To achieve optimal performance for the bulk load import mode and maximize the utilization of system resources, we have summarized the tuning experience accumulated during practice below for your reference.
Sequential Import
Ordered import refers to importing data in ascending order of the primary key, allowing the database to process the data more efficiently. Compared with disordered import, ordered import improves performance by 20%~300%.
Here, the order is divided into two levels of order.
bulk-load transactions are internally ordered: Within a bulk-load transaction, data must be arranged in ascending order of the primary key.
Orderable bulk-load transactions: Taking the minimum and maximum primary keys of the data written by a transaction as its range, if the ranges of transactions do not overlap, they are considered orderable. In other words, when the data written by two transactions can be sorted in ascending order of the primary key without any interleaving, these two transactions are orderable.
When both of the above ordering conditions are met simultaneously, the data import is considered fully ordered, achieving optimal performance.
If the first condition is not met, meaning the individual records within a transaction are not sorted by primary key, the parameter tdsql_bulk_load_allow_unsorted must be enabled before import; otherwise, the operation will fail with an error.
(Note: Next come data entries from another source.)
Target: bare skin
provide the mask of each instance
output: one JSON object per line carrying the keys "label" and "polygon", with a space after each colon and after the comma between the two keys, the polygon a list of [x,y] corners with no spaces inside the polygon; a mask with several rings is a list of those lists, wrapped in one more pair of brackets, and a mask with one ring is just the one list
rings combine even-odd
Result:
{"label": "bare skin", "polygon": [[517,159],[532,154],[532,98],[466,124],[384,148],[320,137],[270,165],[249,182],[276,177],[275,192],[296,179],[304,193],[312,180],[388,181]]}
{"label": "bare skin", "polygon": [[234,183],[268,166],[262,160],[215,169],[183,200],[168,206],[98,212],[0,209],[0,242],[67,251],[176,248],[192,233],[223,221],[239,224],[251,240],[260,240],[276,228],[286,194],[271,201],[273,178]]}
When the parameter tdsql_bulk_load_allow_unsorted is enabled, data within each transaction is first staged in temporary files. During the commit phase, an external merge sort is performed before sequentially writing to external SST files. If the data within a transaction is already ordered, this step is skipped, and data is written directly to external SST files. Consequently, unordered transactions consume more CPU and I/O resources than ordered ones.
If the second condition is not met, the external SST files generated between transactions will have overlapping ranges. When they are inserted into the LSM-tree, this overlap prevents finding suitable insertion positions in lower levels, causing more SST files to be ultimately inserted into the top level (level-0). This triggers compaction operations to lower levels, consuming additional I/O resources during bulk-load data import and adversely affecting overall performance.
Concurrent Import
When disk performance is good (such as NVMe disks), the bottleneck for bulk-load performance is more likely to be CPU-bound rather than I/O-bound. You can try appropriately increasing the concurrency of import threads (50~100) to improve import efficiency.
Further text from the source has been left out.